Israel intensifica vigilância na fronteira sul do Líbano

Israel Reitera Restrições em Área do Sul do Líbano Durante Cessar-Fogo Frágil

Em um comunicado nesta segunda-feira (20), as autoridades israelenses solicitaram que os moradores do sul do Líbano evitem uma área específica ao longo da fronteira e se mantenham afastados da região do Rio Litani. A medida visa reforçar o controle sobre a região, apesar do cessar-fogo em vigor na guerra contra o Hezbollah.

O cessar-fogo, mediado pelos Estados Unidos e que entrou em vigor na quinta-feira (23), trouxe um alívio temporário ao conflito que se intensificou entre Israel e o Hezbollah, grupo apoiado pelo Irã. No entanto, a situação permanece delicada, com as tropas israelenses ainda ocupando áreas no sul do Líbano, com o intuito de estabelecer uma zona de segurança contra possíveis ataques do Hezbollah.

Os militares israelenses divulgaram um mapa em suas redes sociais, demarcando uma linha vermelha que atravessa 21 vilarejos no sul do Líbano, alertando a população local a não transitar entre essa linha e a fronteira.

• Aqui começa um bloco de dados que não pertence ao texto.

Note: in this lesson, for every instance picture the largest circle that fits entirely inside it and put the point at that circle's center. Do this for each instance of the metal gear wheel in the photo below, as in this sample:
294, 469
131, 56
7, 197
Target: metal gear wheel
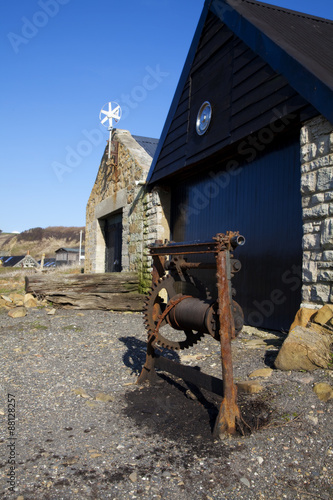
165, 294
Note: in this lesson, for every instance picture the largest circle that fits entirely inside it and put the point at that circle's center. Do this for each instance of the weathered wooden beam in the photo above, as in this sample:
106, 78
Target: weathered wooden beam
107, 291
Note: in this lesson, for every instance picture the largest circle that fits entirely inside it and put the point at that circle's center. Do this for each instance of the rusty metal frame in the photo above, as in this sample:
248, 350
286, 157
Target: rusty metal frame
221, 246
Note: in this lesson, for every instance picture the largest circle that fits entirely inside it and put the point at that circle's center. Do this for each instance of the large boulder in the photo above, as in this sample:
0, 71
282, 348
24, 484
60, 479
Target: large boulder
305, 349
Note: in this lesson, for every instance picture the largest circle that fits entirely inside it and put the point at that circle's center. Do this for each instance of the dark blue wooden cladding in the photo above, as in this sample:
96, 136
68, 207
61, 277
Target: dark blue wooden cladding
262, 201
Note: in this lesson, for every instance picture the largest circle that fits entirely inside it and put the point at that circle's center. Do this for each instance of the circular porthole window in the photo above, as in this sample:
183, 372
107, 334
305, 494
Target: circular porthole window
204, 117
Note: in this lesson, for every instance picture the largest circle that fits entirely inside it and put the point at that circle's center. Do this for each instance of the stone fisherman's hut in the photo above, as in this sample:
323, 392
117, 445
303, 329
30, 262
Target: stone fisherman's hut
122, 218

Além disso, a comunicação oficial destacou que há mais de 50 vilarejos adicionais onde o retorno dos moradores é desaconselhado.

Aproximação ao Rio Litani é Proibida

As forças israelenses também enfatizaram que a aproximação à área do Rio Litani, que flui principalmente ao norte da região em questão, não é permitida. No domingo, foi publicado um mapa que mostrou pela primeira vez a nova linha de implantação das tropas israelenses dentro do território libanês, que se estende de 5 a 10 km para dentro da fronteira.

Em resposta à situação, Mahmoud Qmati, um oficial sênior do Hezbollah, aconselhou os moradores dos subúrbios do sul de Beirute a não retornarem para suas casas devido ao risco de ataques israelenses. Autoridades locais também reforçaram esse alerta, afirmando que a segurança ainda não está garantida.

Conflito Aumenta Tensão na Região

No domingo, o Hezbollah anunciou a detonação de explosivos previamente instalados em resposta ao movimento de veículos militares israelenses, resultando na destruição de quatro tanques. O exército israelense, por sua vez, relatou a morte de um soldado e ferimentos em nove outros durante confrontos na região.

Desde o início da guerra regional em 2 de março, quando o Hezbollah começou a agir em apoio ao Irã, mais de 2.300 pessoas, incluindo 177 crianças, perderam a vida, e mais de 1,2 milhão foram forçadas a deixar suas casas, de acordo com dados das autoridades libanesas. O Hezbollah, que não divulgou números oficiais de suas baixas, teria perdido pelo menos 400 combatentes até o final de março, segundo fontes próximas ao grupo.

A escalada de ataques, com centenas de foguetes e drones lançados contra Israel, resultou em mortes de civis e soldados de ambos os lados, intensificando a crise humanitária e política na região.

Com a situação ainda em evolução, a comunidade internacional mantém um olhar atento sobre os desdobramentos do cessar-fogo e as ações de ambos os lados.